ThingWorx Analytics makes it easy to implement an “Analytics Model Version Control” system via two mechanisms:

A job Id and timestamp based identification system, so if a model with the same jobName (model name) is retrained, the old model will still exist and can be easily retrieved
A tagging mechanism for the above jobs

Before using the above techniques to version control Analytics Models, it is critical to decide what represents “the same model” to be versioned. Unlike in the world of Software Engineering where the concept to be versioned is a file / folder that evolves over time, in the world of Analytics Models, there could be several, potentially customer specific definitions.
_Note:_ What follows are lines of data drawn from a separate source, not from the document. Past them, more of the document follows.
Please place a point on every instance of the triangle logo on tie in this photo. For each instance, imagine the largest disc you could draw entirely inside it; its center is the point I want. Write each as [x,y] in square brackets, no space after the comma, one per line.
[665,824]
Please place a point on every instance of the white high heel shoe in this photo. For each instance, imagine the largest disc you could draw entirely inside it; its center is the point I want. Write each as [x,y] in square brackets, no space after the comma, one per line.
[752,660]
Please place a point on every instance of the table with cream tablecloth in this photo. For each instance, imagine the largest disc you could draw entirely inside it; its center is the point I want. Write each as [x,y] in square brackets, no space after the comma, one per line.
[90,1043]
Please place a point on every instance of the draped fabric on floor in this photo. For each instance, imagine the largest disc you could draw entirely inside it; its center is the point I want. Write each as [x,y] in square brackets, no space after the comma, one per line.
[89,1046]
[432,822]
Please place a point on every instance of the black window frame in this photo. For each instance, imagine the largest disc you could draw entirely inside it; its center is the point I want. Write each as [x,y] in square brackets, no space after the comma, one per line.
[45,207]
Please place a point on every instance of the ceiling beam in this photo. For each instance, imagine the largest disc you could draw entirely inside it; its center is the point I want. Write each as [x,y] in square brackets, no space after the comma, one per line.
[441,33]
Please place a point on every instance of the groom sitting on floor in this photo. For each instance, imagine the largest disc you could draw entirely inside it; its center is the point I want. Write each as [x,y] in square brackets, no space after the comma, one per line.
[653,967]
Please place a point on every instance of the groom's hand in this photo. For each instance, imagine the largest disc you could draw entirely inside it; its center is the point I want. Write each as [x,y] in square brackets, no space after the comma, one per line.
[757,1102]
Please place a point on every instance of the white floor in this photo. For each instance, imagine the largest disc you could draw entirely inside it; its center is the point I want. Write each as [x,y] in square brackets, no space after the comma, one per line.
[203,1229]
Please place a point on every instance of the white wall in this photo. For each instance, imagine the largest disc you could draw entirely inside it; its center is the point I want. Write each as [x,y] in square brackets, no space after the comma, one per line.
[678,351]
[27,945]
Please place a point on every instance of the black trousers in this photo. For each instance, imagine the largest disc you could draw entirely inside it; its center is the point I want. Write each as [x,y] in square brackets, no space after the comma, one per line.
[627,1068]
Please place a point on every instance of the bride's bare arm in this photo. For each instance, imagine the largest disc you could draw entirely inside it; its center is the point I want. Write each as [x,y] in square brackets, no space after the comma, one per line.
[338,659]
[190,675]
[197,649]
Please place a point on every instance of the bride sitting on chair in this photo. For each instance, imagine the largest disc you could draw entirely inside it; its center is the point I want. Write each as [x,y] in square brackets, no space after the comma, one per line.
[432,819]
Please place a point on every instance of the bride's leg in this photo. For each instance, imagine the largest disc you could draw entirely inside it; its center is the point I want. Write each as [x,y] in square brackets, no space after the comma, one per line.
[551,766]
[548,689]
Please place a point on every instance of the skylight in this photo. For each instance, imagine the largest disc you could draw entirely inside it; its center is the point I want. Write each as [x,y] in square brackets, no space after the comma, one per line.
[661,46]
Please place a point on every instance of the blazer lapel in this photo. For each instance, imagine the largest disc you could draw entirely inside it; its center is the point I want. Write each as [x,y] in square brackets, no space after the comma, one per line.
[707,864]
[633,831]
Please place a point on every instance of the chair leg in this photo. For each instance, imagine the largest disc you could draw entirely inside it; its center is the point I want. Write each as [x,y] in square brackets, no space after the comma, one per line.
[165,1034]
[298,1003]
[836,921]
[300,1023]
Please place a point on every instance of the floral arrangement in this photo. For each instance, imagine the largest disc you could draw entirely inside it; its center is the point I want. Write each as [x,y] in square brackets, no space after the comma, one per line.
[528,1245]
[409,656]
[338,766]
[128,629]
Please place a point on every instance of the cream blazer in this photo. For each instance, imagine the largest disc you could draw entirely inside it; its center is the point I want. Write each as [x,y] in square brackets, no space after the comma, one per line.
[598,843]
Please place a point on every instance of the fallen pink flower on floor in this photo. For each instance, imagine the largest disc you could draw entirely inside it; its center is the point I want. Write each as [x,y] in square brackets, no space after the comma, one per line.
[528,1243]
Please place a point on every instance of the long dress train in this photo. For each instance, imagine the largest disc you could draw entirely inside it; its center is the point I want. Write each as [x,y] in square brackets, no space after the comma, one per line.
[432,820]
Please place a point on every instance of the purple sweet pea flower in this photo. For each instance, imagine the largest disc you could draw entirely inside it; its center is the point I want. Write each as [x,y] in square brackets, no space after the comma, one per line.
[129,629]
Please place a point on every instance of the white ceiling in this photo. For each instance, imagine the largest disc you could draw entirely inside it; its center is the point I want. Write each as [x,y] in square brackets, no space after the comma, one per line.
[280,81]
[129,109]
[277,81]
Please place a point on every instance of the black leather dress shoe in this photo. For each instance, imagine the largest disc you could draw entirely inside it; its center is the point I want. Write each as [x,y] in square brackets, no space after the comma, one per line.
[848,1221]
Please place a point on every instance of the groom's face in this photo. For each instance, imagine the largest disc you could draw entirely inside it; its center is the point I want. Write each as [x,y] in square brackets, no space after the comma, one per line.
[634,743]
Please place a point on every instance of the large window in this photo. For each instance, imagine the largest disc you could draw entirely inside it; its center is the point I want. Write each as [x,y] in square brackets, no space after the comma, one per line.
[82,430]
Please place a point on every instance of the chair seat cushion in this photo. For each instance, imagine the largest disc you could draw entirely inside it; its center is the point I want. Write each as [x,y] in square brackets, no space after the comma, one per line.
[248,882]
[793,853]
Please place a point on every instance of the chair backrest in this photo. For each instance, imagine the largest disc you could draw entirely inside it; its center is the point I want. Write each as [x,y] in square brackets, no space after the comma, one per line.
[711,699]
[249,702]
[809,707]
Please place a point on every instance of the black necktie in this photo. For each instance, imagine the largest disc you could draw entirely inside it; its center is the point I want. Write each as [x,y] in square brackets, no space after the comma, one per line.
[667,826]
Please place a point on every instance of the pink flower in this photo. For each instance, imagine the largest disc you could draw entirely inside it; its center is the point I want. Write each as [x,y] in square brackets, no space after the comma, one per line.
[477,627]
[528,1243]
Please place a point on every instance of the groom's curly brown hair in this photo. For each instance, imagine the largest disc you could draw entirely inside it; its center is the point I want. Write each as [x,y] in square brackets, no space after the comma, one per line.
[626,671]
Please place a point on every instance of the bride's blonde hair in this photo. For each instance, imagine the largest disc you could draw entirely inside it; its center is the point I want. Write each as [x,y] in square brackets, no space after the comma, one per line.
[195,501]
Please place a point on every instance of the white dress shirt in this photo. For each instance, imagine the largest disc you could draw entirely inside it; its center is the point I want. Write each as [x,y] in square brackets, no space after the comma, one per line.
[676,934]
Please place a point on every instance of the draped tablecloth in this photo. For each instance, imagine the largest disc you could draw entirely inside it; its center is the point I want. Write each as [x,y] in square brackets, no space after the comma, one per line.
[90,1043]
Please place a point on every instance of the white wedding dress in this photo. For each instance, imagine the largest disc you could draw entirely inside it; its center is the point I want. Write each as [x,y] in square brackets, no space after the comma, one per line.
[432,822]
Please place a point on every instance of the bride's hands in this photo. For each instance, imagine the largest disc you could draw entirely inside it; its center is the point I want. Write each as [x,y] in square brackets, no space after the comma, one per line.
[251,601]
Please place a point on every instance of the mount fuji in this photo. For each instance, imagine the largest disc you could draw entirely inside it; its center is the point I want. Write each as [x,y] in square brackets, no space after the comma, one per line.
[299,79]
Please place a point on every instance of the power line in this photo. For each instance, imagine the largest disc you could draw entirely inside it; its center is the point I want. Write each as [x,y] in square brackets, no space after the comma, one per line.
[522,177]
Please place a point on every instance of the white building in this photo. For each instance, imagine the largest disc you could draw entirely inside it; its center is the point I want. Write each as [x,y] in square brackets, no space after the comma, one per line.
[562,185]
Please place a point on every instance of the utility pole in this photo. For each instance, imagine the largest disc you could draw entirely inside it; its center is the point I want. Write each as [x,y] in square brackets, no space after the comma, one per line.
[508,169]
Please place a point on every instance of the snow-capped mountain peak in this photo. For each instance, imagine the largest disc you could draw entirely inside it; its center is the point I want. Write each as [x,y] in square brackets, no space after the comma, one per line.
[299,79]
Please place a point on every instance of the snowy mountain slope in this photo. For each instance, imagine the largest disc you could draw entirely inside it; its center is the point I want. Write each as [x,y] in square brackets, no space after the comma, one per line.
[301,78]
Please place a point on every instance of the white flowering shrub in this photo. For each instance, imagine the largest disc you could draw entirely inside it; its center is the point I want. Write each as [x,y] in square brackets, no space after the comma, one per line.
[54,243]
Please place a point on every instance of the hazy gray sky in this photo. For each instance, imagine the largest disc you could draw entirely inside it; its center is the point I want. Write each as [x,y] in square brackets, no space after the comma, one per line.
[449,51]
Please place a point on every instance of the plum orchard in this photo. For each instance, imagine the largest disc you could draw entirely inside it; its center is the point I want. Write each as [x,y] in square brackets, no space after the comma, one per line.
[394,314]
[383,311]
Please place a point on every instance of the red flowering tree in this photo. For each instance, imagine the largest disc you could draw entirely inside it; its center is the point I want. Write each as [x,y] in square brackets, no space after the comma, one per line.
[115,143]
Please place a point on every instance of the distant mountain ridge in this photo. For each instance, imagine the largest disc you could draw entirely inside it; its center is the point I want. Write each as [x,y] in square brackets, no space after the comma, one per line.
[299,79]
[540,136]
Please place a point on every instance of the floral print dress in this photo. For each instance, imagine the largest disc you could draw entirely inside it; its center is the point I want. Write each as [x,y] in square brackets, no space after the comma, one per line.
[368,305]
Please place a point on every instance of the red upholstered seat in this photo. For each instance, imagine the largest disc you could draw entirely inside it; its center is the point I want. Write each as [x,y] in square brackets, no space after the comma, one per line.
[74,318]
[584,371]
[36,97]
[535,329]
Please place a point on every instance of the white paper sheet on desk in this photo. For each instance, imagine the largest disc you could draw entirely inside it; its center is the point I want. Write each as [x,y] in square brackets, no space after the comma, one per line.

For example, one definition could be “same training parameters, but trained on the latest, most comprehensive data available”. Yet another, more relaxed definition could be “any training parameters, but same training dataset and goal” or even “any training parameters, on any historical version of the training dataset”.

Once this concept is agreed upon within the customer's organization, and if training is done in a ThingWorx service by calling the APIs, for a given jobName (model name) one can simply query the tags for a LatestVersion type tag, increment, and create the new model with the same jobName and incremented tag. Any model version with the same jobName and its corresponding performance metrics can then be accessed using the tag. Additional tags (such as techniques used, dataset version, etc) can be added if desired to make retrieval of context dependent models more efficient.